Trump, fais-moi peur

Vincent Georis

Le Président américain a soufflé le chaud et le froid sur l'Alliance atlantique, jouant tantôt au loup solitaire et tantôt au leader inspiré.

À peine débarqué à Bruxelles, Donald Trump tirait un tweet rageur sur Angela Merkel, accusant l’Allemagne de verser des millions à la Russie pour son gaz. Un argent utilisé par Poutine pour acheter des armes avec lesquelles il menacerait ensuite l’Otan, ce qui obligerait les Etats-Unis à assurer la défense de tous.

D’autres coups suivirent, lors du sommet le plus glacial qu’a connu l’Alliance depuis la guerre froide. Par Twitter. Par rumeur. Jusqu’au paroxysme. Une menace à peine voilée de retirer les Etats-Unis de l’Otan si les dépenses militaires des alliés n’augmentaient pas "immédiatement".

Du sommet de Bruxelles, il ne devrait rester au Président américain que le goût d’une victoire bâtie à la hussarde sur le sable du temps.

Pendant deux jours, le Président américain a fait cavalier seul, s’isolant des Européens. Même sa passion récente avec Emmanuel Macron paraissait jaunie. "Je ne comprends rien à ce qu’il raconte, mais ça sonne bien", s’amusa-t-il du Président français, alors qu’il l’écoutait parler la langue de Voltaire à quelques journalistes.

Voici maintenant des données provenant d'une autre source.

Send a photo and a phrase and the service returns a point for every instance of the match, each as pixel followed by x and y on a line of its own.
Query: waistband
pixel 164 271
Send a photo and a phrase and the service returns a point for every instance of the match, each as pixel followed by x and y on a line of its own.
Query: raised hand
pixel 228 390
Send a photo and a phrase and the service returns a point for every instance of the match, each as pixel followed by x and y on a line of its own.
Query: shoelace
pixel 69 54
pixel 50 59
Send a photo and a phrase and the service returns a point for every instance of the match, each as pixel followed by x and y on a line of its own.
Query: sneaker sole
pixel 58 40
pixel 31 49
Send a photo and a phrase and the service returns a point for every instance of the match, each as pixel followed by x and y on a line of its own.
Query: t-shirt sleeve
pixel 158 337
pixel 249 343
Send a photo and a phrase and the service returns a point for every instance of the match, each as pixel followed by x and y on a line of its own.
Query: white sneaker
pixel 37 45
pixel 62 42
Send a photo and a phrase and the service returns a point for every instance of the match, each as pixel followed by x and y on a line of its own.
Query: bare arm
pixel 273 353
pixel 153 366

Jeudi matin, après deux ou trois tweets menaçants, comble de l’humiliation, Donald Trump critiquait ses 28 pairs devant les Présidents d’Ukraine et de Géorgie, forçant la tenue d’une réunion de crise sur les dépenses militaires.

À midi, la lumière fut. Après la réunion de crise où les alliés se seraient inclinés, Trump se livra à une conférence de presse inattendue et victorieuse. Le changement de ton fut radical. Le Président américain entonna un "je crois en l’Otan" à tirer les larmes du plus vieux crocodile arpentant les sommets de l’alliance depuis sa fondation. Avant un "je suis un génie très stable", balancé à la presse du monde entier comme à une première amoureuse rencontrée dans le bar miteux d’une cité texane. Et de conclure par un "je veux la paix dans le monde" à lui offrir un aller simple pour Oslo afin qu’il y reçoive le prix Nobel de la paix.

Au final, cette stratégie de la menace a eu un impact psychologique réel. Quant à savoir si cela sera suivi d’effet… Les dépenses militaires des alliés devraient croître. Mais les objectifs cités par Trump sont irréalistes, comme les dépenses à 4% du PIB. Aucun dirigeant n’y croit. Du sommet de Bruxelles, il ne devrait rester au Président américain que le goût d’une victoire bâtie à la hussarde sur le sable du temps.